Nul Points

ESC Hall of Shame, Raum 22: 2015

37. Nil­poin­ter: Öster­reich (4) Mak­e­makes I am yours

Was für ein Absturz: hat­te die gla­mou­rö­se, anbe­tungs­wür­di­ge Con­chi­ta Wurst 2014 mit dem gesell­schafts­po­li­tisch wohl wich­tigs­ten Sieg aller Zei­ten unser sym­pa­thi­sches, mit dem Con­test jedoch stets gran­teln­des Nach­bar­land nach fast fünf­zig­jäh­ri­ger Durst­stre­cke end­lich wie­der auf die euro­vi­sio­nä­re Land­kar­te zurück­ge­holt, so schick­te der ORF, der in Wien einen fan­tas­ti­schen ESC orga­ni­sier­te, einen der­ar­tig super­seich­ten Song zum Wett­be­werb, dass er als ers­ter Gast­ge­ber in der Euro­vi­si­ons­ge­schich­te die Schmach erlei­den muss­te, kein ein­zi­ges Gast­ge­schenk ein­sam­meln zu kön­nen. Noch nicht mal aus Höf­lich­keit. From Hero to Zero – gemein­sam mit den (L)Eidgenossen und den Nor­we­gern zählt Öster­reich nun zu den größ­ten Nul­len des Grand Prix.
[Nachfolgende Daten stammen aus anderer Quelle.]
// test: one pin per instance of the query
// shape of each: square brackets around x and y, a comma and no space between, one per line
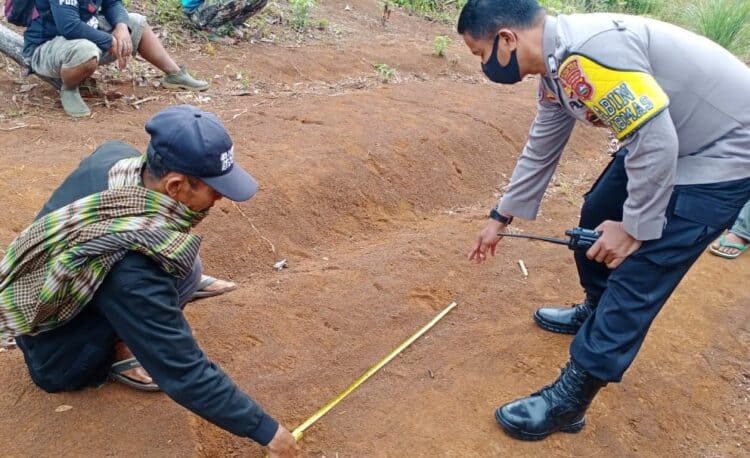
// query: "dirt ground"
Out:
[373,192]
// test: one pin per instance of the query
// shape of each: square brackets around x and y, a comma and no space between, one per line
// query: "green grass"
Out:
[723,21]
[441,44]
[727,22]
[300,13]
[639,7]
[440,10]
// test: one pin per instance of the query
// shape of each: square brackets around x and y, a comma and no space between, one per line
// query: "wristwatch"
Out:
[494,214]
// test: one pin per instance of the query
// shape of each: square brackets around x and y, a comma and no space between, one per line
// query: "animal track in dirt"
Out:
[428,297]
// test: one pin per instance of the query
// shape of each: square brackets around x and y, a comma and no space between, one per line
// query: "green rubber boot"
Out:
[73,103]
[184,81]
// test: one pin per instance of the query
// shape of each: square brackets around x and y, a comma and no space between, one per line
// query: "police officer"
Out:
[677,102]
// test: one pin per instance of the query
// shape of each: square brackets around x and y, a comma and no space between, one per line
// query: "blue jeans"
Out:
[742,225]
[629,297]
[79,353]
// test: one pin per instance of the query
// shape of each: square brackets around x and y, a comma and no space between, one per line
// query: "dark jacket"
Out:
[69,18]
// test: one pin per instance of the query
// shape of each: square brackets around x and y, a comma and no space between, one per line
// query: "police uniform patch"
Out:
[624,100]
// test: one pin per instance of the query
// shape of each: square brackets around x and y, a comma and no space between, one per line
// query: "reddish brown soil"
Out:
[374,193]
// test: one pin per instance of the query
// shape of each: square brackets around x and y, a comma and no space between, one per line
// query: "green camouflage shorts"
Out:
[58,53]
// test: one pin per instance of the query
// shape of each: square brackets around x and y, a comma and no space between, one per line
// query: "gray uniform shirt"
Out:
[701,135]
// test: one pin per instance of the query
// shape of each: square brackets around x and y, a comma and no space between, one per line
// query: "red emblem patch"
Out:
[575,80]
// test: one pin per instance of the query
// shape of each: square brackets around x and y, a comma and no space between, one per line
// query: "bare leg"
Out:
[153,51]
[73,76]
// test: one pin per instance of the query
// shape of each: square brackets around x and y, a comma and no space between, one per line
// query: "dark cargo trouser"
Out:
[630,297]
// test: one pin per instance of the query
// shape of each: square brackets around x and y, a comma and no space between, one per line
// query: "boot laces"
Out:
[566,387]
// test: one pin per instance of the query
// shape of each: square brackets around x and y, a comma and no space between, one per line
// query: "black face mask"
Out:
[509,74]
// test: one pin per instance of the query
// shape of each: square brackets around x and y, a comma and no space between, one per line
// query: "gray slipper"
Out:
[116,373]
[207,280]
[73,103]
[184,81]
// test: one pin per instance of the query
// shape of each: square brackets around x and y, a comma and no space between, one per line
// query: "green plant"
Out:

38. Nil­poin­ter: Deutsch­land (3) Ann-Sophie Dür­mey­er Black Smo­ke

Zumin­dest aber bewie­sen wir in Wien deutsch-öster­rei­chi­sches Fein­ge­fühl: auch unse­re Ver­tre­te­rin Ann-Sophie blieb aus Soli­da­ri­tät punk­te­los. Dabei gab es in der Geschich­te des Wett­be­werbs schon deut­lich schlech­te­re Lie­der, selbst an die­sem Abend. Doch das Fräu­lein Rot­ten­mei­er, das bei der deut­schen Vor­ent­schei­dung eigent­lich Zwei­te wur­de und nur des­we­gen nach Wien rei­sen durf­te, weil der Sie­ger Andre­as Küm­mert das Ner­ven­flat­tern bekam und nicht woll­te, schreck­te das Publi­kum wohl durch ihr krampf­hen­nen­haf­tes Auf­tre­ten ab. Und ihr Song, von der NDR-Jury mal wie­der nur nach For­ma­t­ra­dio­taug­lich­keit aus­ge­sucht, bot auch kei­ne beson­de­ren Anru­fe-Anrei­ze. Um mit der Wer­be­i­ko­ne Karin Som­mer zu spre­chen: “Mühe allei­ne genügt nicht”!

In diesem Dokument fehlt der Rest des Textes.